Arnaud Huvet, biologiste à l'Ifremer (archive) - ©Ronan Le Coz

C'est vertigineux quand on imagine le nombre de pneus qui sont en circulation rien que sur la métropole de Brest…


Effectivement ! D’ailleurs, nous avons des collègues de l'Université de Nantes qui travaillent spécifiquement sur ce que l'on peut récupérer sur les bordures d'une route très empruntée, l'accès au pont de Cheviré, avec environ 80 000 véhicules par jours estimés! Ils nous disent aujourd’hui que c'est l'environnement le plus contaminé par les particules de plastique, et que c’est même plus fortement contaminé que les boues de station d'épuration qui sont pourtant parmi les plus contaminées de ce qu'on pouvait analyser...

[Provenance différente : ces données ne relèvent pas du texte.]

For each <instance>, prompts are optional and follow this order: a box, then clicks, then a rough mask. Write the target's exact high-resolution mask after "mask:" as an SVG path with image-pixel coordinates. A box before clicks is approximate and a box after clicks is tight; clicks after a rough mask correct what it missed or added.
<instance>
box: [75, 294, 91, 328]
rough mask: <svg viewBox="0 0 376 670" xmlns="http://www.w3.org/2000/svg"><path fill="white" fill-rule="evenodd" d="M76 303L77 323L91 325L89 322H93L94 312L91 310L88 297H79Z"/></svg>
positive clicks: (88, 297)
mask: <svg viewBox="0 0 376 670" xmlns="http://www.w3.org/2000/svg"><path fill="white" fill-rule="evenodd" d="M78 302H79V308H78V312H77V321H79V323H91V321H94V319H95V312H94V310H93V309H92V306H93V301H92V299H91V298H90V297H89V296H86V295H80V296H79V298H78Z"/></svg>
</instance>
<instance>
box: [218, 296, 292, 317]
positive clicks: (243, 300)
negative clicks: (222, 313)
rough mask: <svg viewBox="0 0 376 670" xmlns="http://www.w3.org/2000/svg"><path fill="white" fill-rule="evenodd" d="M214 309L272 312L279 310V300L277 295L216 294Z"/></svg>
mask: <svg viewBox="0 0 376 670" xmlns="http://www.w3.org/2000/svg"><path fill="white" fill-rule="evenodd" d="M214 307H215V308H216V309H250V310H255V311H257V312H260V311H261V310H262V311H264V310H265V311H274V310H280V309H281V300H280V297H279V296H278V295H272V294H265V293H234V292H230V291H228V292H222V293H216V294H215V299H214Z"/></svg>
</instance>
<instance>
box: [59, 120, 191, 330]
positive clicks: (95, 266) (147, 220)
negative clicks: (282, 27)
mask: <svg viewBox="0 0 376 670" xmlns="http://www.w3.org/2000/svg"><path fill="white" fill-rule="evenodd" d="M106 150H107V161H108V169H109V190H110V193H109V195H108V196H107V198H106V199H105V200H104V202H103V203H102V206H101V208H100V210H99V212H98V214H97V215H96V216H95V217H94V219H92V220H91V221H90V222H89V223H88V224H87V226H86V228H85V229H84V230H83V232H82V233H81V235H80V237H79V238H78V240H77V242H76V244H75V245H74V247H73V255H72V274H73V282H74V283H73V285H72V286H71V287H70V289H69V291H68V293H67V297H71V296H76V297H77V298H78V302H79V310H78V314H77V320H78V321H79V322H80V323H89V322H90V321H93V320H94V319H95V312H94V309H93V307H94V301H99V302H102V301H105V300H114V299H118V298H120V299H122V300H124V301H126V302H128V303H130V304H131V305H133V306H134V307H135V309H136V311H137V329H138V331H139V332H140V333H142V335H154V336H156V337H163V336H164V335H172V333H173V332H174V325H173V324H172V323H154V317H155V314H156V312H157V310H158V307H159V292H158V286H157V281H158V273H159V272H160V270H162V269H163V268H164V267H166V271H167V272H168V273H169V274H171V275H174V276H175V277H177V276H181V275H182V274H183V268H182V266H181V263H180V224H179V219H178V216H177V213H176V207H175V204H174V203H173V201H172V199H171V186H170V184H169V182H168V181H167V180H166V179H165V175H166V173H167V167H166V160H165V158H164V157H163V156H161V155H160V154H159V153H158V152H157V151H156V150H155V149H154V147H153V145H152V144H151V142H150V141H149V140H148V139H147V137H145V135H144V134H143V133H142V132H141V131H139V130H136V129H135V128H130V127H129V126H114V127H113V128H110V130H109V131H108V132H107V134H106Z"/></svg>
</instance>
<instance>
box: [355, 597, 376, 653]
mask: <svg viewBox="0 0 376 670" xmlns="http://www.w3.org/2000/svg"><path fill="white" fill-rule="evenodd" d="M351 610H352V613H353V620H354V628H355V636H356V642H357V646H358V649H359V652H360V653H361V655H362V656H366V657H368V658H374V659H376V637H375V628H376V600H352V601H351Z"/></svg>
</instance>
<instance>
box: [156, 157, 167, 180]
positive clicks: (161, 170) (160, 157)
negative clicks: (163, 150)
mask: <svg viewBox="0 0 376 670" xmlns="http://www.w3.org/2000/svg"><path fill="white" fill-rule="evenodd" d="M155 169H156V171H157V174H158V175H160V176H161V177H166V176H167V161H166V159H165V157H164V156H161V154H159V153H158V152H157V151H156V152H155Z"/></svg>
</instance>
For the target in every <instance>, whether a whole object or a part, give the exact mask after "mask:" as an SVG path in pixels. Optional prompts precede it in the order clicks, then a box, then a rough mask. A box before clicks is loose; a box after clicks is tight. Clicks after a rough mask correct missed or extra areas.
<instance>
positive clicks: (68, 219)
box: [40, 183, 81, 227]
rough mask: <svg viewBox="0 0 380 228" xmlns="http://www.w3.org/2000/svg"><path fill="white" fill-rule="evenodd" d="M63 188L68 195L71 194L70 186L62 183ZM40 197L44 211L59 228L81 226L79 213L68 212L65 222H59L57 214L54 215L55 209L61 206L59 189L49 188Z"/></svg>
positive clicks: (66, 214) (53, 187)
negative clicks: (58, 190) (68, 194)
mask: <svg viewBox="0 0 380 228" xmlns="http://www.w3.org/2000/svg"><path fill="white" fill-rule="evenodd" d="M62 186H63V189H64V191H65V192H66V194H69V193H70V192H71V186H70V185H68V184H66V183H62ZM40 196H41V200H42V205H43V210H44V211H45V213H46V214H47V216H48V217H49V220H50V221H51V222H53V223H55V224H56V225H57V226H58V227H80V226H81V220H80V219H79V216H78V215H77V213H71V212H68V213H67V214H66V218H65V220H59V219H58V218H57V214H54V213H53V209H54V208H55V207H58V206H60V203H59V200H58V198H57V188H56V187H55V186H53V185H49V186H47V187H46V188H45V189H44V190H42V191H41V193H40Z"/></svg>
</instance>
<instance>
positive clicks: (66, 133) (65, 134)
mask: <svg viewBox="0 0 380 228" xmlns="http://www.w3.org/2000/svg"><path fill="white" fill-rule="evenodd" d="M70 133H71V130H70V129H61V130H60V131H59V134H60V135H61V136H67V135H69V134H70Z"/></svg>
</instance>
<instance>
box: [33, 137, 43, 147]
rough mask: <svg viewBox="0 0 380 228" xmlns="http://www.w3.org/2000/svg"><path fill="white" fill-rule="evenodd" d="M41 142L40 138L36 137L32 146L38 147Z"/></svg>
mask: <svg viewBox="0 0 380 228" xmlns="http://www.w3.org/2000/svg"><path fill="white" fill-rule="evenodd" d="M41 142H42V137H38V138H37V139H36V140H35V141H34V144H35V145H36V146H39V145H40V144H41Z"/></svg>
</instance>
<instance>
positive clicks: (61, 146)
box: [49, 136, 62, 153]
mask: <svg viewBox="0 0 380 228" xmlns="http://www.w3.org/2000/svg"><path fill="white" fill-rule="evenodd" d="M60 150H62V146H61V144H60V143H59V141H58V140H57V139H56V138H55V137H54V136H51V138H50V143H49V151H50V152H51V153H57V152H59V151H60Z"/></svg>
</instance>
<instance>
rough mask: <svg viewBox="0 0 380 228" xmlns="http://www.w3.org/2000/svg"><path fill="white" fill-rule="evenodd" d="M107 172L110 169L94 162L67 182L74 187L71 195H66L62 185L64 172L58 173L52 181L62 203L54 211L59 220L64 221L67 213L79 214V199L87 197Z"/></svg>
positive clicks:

D'autres polluants sont également très présents dans les océans, en particulier les fibres synthétiques ?


Oui, un rapport de 2007 de l’UICN (Union internationale pour la conservation de la nature) a montré que, sur nos côtes européennes, les petits microplastiques qui rentrent directement dans l'environnement fluvial et marin sont les fibres synthétiques issues de nos textiles et les fragments de pneumatiques.